Ontario MPP
- In office 1987–1990
- Preceded by: Philip Andrewes
- Succeeded by: Ron Hansen
- Constituency: Lincoln

Personal details
- Born: January 1, 1952 (age 74) St. Catharines, Ontario
- Party: Liberal
- Occupation: Farmer

= Harry Pelissero =

Canadian politician

Harry Pelissero (born January 1, 1952) is a former politician in Ontario, Canada. He sat in the Legislative Assembly of Ontario from 1987 to 1990, as a member of the Ontario Liberal Party.

==Background==

Pelissero was educated at McMaster University in Hamilton, Ontario, and worked as a farmer and egg producer. He served as president of the Ontario Federation of Agriculture, and chaired a Federal-Provincial Crop Insurance Review Committee.

==Politics==
He was elected to the Ontario legislature in the 1987 provincial election, defeating incumbent Progressive Conservative Philip Andrewes by 1,036 votes in the southwestern constituency of Lincoln. He sat as a government backbencher for the next three years, and served as a parliamentary assistant to the Minister of Tourism and Recreation from 1987 to 1988.

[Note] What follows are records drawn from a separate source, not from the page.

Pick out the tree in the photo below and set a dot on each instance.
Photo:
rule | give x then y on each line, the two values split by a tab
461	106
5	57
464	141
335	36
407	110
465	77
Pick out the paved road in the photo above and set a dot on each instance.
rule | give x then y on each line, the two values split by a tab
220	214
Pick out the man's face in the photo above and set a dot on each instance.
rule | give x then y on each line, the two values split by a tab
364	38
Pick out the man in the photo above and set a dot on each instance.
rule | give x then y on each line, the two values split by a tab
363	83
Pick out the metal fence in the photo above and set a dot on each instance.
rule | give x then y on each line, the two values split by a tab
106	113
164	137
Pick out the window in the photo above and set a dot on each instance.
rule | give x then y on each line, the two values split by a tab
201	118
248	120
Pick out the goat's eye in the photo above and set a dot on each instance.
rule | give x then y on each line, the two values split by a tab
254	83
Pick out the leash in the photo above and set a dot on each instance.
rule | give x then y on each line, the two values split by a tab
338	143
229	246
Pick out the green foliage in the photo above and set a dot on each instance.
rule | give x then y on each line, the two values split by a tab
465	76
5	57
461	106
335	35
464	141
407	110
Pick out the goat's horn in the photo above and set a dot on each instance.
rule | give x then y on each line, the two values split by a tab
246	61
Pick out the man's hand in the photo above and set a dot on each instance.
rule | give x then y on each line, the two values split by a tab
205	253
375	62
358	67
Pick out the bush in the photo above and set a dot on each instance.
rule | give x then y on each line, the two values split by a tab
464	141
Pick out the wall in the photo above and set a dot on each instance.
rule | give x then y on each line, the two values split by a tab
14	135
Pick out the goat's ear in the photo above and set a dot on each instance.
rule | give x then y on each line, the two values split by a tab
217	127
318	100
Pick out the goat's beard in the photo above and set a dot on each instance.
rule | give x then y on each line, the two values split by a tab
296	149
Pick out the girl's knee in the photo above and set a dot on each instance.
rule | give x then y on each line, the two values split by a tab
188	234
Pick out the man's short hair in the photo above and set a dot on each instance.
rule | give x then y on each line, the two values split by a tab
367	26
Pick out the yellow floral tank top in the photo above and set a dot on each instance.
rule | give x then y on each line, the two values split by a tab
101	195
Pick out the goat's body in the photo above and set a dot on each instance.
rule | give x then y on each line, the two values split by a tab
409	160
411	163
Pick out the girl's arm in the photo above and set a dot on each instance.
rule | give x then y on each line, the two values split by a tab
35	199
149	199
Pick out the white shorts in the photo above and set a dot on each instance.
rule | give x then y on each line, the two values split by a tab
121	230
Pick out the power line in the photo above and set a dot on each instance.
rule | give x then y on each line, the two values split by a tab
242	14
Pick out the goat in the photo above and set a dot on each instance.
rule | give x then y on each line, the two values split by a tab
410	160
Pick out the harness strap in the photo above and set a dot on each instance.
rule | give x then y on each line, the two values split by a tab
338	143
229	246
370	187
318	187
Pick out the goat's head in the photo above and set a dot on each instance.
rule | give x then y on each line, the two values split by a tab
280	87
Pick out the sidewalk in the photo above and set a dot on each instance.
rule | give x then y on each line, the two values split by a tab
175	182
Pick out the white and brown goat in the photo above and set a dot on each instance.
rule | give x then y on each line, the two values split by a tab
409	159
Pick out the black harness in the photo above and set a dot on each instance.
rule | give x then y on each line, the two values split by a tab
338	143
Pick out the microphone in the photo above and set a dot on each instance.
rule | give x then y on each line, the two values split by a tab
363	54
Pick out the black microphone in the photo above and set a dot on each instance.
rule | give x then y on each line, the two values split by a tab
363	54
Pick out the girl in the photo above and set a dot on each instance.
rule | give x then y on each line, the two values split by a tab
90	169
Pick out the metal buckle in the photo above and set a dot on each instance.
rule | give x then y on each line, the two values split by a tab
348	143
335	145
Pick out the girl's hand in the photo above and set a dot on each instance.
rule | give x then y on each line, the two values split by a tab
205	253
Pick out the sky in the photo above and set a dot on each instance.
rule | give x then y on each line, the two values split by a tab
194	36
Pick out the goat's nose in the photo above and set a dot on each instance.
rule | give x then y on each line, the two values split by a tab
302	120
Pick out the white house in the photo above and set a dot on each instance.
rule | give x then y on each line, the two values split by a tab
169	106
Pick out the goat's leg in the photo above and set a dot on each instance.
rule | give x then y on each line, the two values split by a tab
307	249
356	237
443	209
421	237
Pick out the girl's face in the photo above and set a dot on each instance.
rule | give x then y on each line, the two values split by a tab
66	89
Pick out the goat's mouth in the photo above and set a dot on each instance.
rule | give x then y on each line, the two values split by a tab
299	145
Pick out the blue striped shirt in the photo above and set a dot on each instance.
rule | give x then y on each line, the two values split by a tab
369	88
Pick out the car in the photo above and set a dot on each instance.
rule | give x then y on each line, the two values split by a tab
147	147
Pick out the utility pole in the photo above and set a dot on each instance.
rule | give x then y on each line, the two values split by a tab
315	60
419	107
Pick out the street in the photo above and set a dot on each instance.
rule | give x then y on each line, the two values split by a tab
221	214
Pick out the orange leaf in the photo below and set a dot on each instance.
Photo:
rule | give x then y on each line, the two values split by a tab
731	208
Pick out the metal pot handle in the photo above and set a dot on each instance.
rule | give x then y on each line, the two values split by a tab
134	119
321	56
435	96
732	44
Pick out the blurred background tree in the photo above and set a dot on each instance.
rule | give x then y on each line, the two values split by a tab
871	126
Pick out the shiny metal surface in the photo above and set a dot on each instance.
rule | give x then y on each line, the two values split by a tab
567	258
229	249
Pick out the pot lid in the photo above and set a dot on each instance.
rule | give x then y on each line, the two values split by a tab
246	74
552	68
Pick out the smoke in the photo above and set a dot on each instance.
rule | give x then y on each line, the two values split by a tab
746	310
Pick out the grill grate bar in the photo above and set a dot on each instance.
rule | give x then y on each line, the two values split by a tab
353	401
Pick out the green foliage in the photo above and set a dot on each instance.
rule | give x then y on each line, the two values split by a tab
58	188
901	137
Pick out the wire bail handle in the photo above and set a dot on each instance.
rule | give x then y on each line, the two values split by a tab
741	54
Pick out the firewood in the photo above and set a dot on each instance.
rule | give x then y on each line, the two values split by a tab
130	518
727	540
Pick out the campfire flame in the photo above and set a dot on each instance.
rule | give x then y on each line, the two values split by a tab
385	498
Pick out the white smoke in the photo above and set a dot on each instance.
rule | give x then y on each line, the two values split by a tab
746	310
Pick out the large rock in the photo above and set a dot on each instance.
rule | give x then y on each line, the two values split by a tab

The Liberals were defeated by the Ontario New Democratic Party in the 1990 election, and Pelissero lost his seat to New Democrat Ron Hansen by 1,112 votes. He attempted a return to the legislature in the 1995 election, but lost to Progressive Conservative Frank Sheehan by almost 8,000 votes.

==Later life==
In 1991, Pelissero was hired by the Independent Contractors Group of Ontario to represent "open shop" business concerns in the province. He contends that the group is not anti-union, but is meant to ensure a "level playing field" between unionized and non-unionized parties in contract negotiations. Pelissero is the general manager of the Egg Farmers of Ontario.